You did the right thing, OP.

Neither you nor us can know if the children's lives warrant further SS involvement- assessing that is the job of SS themselves. The threshold for removing children is extremely high (too high sometimes), and they will work with the family where possible to keep the kids at home. If the children cannot remain at home, they will explore the wider family and place the children with a family member if at all viable. Taking the children into long-term care is only considered once these possibilities have been exhausted.

NC1nightstand Sat 28-Jan-17 14:38:47

You posted on here asking "do you think I did the right thing?" Everybody has responded positively to you, yes those children were not being looked after as they should be and you decided to help them. My point was that if you are a close enough friend that you have been in this woman's house, know what she feeds them, what size clothes she dresses them in, what money she is in receipt of etc then surely you are a close enough friend to say "what are you doing?!" Or even "do you know that if children's services saw x,y and z they would consider you neglecting your kids?" That is all.

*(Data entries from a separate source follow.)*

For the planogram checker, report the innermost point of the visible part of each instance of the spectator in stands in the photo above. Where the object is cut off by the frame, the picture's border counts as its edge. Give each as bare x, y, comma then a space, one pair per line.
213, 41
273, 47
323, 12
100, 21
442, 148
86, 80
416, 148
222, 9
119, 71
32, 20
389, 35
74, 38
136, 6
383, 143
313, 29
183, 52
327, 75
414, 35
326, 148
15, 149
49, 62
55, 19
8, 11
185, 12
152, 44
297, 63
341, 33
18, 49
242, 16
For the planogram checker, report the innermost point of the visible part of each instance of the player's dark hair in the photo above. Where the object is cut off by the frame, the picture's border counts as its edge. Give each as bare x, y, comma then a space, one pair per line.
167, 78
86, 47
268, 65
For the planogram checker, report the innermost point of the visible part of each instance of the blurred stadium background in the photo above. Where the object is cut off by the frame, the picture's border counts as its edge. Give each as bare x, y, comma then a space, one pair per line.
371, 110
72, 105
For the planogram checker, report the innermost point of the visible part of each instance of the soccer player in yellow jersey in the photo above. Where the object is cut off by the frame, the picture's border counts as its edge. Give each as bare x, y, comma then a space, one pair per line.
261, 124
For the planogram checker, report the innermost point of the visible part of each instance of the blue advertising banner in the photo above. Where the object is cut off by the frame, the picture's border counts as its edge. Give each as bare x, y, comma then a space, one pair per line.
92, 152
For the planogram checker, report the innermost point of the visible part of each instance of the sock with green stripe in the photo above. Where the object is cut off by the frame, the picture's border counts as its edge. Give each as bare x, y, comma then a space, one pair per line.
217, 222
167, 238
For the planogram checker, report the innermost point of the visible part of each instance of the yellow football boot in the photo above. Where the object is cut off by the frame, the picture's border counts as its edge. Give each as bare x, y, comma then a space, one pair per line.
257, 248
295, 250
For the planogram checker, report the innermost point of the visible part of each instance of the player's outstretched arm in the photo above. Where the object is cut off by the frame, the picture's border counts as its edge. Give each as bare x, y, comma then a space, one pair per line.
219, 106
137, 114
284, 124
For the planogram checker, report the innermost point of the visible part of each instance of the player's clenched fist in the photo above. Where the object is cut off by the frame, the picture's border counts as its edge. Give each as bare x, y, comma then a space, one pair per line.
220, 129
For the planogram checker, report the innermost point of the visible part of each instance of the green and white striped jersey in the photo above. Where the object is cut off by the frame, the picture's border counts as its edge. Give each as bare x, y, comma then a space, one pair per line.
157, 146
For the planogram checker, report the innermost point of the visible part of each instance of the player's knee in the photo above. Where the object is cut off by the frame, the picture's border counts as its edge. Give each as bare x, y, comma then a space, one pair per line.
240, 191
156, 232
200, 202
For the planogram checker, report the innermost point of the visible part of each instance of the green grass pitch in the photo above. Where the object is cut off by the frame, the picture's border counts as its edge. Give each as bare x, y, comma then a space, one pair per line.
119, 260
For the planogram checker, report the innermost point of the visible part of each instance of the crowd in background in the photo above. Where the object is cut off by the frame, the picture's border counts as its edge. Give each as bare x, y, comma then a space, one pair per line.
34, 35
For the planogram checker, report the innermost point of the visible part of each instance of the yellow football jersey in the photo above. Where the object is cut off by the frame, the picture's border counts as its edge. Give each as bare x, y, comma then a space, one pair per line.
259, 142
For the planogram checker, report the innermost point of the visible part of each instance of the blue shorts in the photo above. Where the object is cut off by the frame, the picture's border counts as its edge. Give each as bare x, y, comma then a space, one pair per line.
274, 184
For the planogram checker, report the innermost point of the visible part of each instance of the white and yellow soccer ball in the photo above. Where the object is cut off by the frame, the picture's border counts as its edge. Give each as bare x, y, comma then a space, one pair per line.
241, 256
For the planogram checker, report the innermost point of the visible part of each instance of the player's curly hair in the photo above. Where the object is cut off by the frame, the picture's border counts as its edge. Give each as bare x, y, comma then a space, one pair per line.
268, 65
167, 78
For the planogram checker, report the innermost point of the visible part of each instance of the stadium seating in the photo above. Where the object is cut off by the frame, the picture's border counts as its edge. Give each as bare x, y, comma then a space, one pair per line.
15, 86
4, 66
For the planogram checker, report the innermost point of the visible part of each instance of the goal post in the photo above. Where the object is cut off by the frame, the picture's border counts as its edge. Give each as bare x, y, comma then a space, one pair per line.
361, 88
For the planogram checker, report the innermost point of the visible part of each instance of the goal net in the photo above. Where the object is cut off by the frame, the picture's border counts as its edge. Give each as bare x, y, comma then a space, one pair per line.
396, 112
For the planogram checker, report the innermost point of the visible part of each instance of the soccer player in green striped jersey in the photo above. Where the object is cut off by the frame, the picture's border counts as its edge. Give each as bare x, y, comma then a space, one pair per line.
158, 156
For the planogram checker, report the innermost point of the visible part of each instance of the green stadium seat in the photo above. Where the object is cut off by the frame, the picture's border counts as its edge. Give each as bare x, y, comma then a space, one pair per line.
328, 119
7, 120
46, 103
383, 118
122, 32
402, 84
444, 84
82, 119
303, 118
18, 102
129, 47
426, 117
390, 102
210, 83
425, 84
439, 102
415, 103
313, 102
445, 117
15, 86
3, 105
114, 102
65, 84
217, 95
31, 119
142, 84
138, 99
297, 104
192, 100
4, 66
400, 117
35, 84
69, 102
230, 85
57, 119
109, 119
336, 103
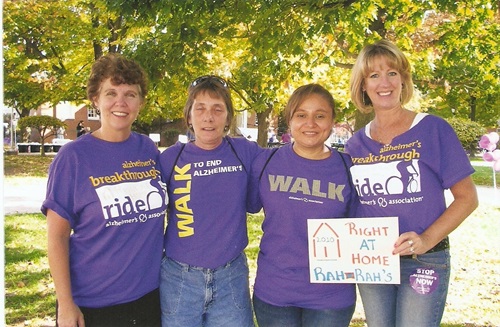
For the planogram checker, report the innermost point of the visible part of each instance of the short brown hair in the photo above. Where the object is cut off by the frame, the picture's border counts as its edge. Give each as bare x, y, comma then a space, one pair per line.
396, 60
121, 71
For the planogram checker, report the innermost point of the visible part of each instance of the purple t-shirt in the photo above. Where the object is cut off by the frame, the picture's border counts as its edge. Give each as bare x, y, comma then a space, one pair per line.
113, 197
207, 210
407, 178
292, 190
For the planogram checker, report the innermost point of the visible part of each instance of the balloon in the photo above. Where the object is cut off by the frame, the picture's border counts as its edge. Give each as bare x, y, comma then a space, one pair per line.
494, 137
488, 156
496, 155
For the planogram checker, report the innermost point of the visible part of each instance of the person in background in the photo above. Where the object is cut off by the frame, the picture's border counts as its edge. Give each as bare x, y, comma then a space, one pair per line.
283, 293
204, 277
105, 208
403, 162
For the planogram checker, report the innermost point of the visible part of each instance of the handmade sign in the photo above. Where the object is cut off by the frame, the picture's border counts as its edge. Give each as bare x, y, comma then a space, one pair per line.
353, 250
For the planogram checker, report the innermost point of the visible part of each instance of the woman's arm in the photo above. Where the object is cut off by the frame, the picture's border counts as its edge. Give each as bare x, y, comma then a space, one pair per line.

I didn't mean to upset you it's just that I feel things like this should be out in the open.
If a friend of yours had concerns about the way you were raising your children would you not rather they told you before contacting children's services? I know I would.
Obviously anonymous reporting is a good thing, I can think of a 100 scenarios where it would be preferable and if you had mentioned in your op that she was prone to violence I wouldn't have said anything.